Re: Issue with the PRNG used by Postgres

Поиск
Список
Период
Сортировка
От Andres Freund
Тема Re: Issue with the PRNG used by Postgres
Дата
Msg-id 20240412183317.m7ick24374mcj6do@awork3.anarazel.de
обсуждение исходный текст
Ответ на Re: Issue with the PRNG used by Postgres  (Andres Freund <andres@anarazel.de>)
Ответы Re: Issue with the PRNG used by Postgres  (Andres Freund <andres@anarazel.de>)
Список pgsql-hackers
Hi,

Given that I found several ways to spuriously trigger the stuck spinlock
logic, I think we need to backpatch a fix.


On 2024-04-11 21:41:39 -0700, Andres Freund wrote:
> Tracking the total amount of time spent sleeping doesn't require any
> additional syscalls, due to the nanosleep()...

I did quickly implement this, and it works nicely on unix. Unfortunately I
couldn't find something similar for windows. Which would mean we'd need to
record the time before every sleep.

Another issue with that approach is that we'd need to add a field to
SpinDelayStatus, which'd be an ABI break. Not sure there's any external code
using it, but if there were, it'd be a fairly nasty, rarely hit, path.

Afaict there's no padding that could be reused on 32 bit platforms [1].

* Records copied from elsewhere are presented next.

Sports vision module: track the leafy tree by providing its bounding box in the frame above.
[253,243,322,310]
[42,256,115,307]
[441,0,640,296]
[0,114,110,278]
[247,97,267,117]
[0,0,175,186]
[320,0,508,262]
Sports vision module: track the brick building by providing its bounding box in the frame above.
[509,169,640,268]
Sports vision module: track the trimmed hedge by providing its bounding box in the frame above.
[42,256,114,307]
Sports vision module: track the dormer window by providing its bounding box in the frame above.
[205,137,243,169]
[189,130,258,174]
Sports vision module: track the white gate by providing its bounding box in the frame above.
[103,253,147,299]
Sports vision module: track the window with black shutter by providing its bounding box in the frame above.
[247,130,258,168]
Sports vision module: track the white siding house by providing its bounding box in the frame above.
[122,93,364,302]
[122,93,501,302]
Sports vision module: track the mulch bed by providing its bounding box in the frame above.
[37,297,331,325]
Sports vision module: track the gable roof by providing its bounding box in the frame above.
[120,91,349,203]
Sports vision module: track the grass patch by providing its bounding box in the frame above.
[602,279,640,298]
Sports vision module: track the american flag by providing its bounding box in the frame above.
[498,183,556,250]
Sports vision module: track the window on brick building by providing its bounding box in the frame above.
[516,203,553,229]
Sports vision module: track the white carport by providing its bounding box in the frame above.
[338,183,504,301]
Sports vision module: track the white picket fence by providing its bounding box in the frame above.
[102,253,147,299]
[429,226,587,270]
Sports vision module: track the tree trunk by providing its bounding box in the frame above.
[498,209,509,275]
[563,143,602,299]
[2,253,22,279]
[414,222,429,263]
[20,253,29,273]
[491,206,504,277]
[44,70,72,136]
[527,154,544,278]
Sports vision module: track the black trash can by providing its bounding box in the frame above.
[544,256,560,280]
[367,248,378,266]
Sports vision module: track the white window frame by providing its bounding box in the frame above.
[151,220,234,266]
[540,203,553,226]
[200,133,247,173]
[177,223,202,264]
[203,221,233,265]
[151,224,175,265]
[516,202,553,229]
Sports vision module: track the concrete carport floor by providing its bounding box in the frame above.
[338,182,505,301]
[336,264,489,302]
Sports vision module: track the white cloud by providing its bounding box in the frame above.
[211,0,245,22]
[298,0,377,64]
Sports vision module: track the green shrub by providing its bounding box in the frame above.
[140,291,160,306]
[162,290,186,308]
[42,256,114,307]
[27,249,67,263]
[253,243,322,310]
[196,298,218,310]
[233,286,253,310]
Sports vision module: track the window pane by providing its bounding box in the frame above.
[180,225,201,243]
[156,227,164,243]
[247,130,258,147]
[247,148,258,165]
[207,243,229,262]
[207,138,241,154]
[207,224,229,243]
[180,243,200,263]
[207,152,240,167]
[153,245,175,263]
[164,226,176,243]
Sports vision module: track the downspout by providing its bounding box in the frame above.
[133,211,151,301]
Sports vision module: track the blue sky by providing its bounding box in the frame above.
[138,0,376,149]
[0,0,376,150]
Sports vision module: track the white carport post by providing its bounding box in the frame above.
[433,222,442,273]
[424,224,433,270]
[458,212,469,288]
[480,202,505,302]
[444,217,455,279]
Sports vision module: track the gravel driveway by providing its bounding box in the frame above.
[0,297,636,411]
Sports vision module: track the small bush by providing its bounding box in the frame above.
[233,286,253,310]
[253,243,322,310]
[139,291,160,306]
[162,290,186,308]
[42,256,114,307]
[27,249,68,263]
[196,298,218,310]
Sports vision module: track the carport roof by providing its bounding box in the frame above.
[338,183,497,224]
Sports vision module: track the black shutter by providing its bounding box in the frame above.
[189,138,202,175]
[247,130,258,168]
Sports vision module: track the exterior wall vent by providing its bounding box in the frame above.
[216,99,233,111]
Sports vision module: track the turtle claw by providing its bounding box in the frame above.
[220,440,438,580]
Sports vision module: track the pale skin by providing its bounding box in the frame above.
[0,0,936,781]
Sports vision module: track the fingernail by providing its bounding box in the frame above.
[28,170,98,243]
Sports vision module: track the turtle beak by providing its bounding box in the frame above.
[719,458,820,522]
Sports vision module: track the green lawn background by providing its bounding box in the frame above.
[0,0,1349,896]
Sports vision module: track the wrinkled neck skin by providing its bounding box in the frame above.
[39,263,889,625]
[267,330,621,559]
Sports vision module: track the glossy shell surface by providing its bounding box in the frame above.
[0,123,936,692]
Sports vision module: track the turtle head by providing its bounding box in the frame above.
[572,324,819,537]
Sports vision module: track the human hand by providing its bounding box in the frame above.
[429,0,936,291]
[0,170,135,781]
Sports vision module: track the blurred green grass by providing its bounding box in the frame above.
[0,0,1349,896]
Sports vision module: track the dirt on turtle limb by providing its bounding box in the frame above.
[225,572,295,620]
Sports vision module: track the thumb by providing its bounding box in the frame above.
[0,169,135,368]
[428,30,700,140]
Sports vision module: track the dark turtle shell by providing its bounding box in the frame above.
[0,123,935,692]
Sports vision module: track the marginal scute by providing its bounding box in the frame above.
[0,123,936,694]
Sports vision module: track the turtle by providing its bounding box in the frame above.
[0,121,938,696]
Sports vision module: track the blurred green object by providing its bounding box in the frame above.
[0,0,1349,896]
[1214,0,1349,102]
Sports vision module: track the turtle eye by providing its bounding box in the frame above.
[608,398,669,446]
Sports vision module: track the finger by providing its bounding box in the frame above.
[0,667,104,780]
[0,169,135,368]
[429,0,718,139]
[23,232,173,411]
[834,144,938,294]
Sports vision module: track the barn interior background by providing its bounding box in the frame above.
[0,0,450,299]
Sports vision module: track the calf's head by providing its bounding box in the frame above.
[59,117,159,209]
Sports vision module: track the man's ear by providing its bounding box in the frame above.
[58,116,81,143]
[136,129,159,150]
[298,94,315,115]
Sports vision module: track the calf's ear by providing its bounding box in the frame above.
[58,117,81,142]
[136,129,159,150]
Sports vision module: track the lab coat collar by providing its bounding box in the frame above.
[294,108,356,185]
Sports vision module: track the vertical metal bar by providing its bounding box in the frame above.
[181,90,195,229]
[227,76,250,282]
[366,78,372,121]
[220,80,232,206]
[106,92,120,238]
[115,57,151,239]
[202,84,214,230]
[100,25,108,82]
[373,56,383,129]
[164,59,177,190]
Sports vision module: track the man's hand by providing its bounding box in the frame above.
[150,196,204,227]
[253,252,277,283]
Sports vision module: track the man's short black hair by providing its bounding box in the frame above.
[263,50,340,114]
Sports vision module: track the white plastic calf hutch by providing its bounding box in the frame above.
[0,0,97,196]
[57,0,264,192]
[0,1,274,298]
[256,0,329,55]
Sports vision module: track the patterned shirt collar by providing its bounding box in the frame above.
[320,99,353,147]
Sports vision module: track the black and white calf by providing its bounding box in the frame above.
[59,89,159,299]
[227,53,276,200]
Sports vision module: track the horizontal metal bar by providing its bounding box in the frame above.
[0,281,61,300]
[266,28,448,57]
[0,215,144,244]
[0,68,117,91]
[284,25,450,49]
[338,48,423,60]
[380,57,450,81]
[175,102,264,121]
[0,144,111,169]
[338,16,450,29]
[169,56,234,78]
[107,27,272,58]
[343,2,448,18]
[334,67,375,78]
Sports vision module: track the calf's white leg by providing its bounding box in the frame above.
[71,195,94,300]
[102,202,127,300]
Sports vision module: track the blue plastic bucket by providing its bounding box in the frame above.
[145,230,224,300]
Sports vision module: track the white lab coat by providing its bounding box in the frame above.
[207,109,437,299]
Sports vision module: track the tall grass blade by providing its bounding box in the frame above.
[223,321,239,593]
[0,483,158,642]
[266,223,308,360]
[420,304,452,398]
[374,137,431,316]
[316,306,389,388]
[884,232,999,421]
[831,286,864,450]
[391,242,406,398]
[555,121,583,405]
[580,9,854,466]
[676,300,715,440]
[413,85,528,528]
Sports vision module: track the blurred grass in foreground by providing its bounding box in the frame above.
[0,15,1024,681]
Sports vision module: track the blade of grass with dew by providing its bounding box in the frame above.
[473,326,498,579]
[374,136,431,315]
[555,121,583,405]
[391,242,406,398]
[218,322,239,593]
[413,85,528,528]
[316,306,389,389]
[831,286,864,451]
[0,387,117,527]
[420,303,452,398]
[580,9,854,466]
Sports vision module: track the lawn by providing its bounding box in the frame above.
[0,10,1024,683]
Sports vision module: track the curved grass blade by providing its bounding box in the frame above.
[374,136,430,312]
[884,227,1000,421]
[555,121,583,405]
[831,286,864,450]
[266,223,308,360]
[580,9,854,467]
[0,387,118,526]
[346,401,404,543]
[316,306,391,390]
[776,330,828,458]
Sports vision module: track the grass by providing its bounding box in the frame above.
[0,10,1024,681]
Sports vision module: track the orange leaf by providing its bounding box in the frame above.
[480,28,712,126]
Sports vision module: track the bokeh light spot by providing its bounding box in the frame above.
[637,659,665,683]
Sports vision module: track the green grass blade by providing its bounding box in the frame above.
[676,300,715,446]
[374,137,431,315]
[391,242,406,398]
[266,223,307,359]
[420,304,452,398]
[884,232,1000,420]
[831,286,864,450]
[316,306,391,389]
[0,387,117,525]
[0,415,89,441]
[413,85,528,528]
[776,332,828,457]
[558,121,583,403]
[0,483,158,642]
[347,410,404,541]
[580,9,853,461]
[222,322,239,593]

I wonder if, for easy backpatching, the easiest solution is to just reset
errno before calling pg_usleep(), and only increment status->delays if
errno != EINTR. Given our pg_usleep() implementations, that'd preven the stuck
spinlock logic from triggering too fast.


If the ABI issue weren't there, we could record the current time the first
time we sleep during a spinlock acquisition (there's an existing branch for
that) and then only trigger the stuck spinlock detection when enough time has
passed.  That'd be fine from an efficiency POV.


Even if we decide to do so, I don't think it'd be a good idea to remove the
stuck logic alltogether in the backbranches. That might take out services that
have been running ok-ish for a long time.

Greetings,

Andres Freund


[1] But we are wasting a bunch of space on 64bit platforms due to switching
between pointers and 32bit integers, should probably fix that.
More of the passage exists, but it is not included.